We were gathered for a compulsory training course run by Gray’s Inn for new practitioners (barristers of under four years’ advocacy experience). Most of my group, like me, were on the cusp of going from new to ‘established’ practitioners.
Our training included sessions on ethics and wellbeing, a mock trial before a recorder, cross-examination of imaginary police officers (a favourite past-time) and various interim applications for which we had to draft a skeleton argument.
The feedback from the trainers on our skeletons stuck with me.
We had all written far too much and probably double what was required. The average length was around 10 pages (mine was a more modest eight). I wondered why.
Our loquaciousness may have been magnified under the lens of a formal assessment, but even so, weren’t we wordy?
It may be that the law itself in some areas is becoming increasingly complex – requiring detailed explication and referencing – a regrettable trend that will probably accelerate post-Brexit.
Given that I earn a living by speaking and writing in English at some length, brevity may seem antithetical to me. I’m heavily invested in its opposite number. Becoming a lawyer opened deep reservoirs of language that I hadn’t realised I had access to. I could spend over five hours talking and still have plenty left to say.
But in law, brevity is golden.
It takes courage, restraint and not a little nous to use brevity in your oral and written advocacy.
Here are three reasons why it’s so important.
Judges will thank you for it
Every day, judges are inundated with reams of garbage, from the county court right up to the Supreme Court. By ‘garbage’, I’m referring to information that may be interesting academically but is unnecessary to determine the issues in a case.
I see this all the time. Lawyers politely hand up a wodge of interesting but largely irrelevant case law or evidence to the judge on the day of a hearing, when they should know that the judge is unlikely to have had any time with the slowly disintegrating court file, not to mention spending precious hearing time poring over obscure legal authorities.

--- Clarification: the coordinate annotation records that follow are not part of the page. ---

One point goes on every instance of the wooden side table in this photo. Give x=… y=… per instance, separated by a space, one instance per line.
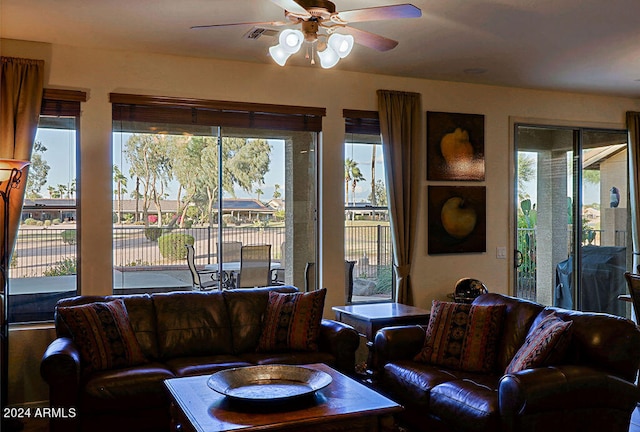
x=367 y=319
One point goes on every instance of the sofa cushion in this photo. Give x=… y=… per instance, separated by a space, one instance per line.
x=292 y=321
x=462 y=336
x=469 y=404
x=135 y=388
x=519 y=317
x=103 y=334
x=411 y=382
x=204 y=365
x=192 y=324
x=545 y=344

Why make judges’ lives even harder by adding unnecessarily to the textual burden? Of course, sometimes it’s necessary to have case law to hand – but it’s often better to hold onto it until it is needed, and even then, flag up the passages you rely on.
Your opponents won’t expect it
Indeed, the craftier ones will have been banking on your submission taking up enough time for them to complete a crossword, check the latest horseracing results, compose a tweet or three and just generally enjoy a breather.

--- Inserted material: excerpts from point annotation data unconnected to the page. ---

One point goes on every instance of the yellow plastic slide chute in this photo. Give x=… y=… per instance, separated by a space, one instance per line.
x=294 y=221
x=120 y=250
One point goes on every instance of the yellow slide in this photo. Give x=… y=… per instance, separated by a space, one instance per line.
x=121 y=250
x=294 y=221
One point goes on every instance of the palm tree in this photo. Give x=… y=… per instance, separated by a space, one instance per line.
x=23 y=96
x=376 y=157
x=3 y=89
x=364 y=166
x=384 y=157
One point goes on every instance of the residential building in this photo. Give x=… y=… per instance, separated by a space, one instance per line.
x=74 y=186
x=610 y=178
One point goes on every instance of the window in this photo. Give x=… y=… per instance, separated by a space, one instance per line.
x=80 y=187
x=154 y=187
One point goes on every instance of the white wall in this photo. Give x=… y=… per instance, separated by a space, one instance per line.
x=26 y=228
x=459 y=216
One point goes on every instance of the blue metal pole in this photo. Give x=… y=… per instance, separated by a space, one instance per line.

Your brevity can take them by surprise. If your opponent is represented by a lawyer, the chances are that once they start talking, they won’t be brief. The contrast between their style and yours can enhance the carefully weighed gravitas of your argument. The same principle applies to crisp written advocacy. When short, it’s refreshing.

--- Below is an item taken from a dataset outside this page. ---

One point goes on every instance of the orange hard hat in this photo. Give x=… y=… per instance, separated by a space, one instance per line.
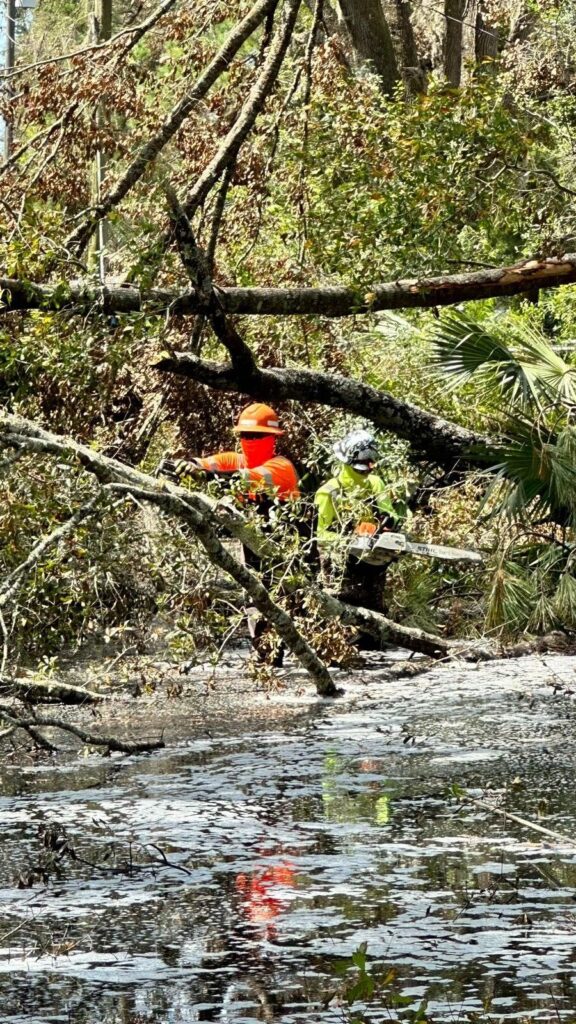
x=257 y=419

As my erstwhile English literature teacher, Mr Nightingale, used to tell us in his colourful way, there’s a hierarchy to dramatic forms of communication. It goes: prose, poetry, music and then… silence.
While I haven’t yet had the occasion to present my submissions acapella, pacing oneself and knowing how and when to use silence, are among the advocate’s finer skills.
It can be empowering when, although you could say more, you don’t have to, because you’ve made your points confidently.
It’s better for your clients
If trust is to be restored and maintained in the legal profession, clients will need help to understand that the length of an argument does not necessarily mean that it is a good one.
Once that’s understood, there’s really little benefit in vast amounts of legal work conducted by the sector every day. Lawyers spend an inexcusable amount of time on wasteful correspondence, emails and submissions that are largely designed to justify their billing, with the added bonus of antagonising opponents.
This type of conduct is in nobody’s interests except the lawyers.
Don’t get me wrong. There are cases and even whole jurisdictions where lengthy argument is required, expected or tolerated (just as there are occasions when prolixity is discouraged and punished in costs). Submissions in a summary procedure do not call for the same length and complexity as those is a multi-track trial.
Sometimes length is unavoidable, but it doesn’t always have to be that way. Be brief as you can and make it count.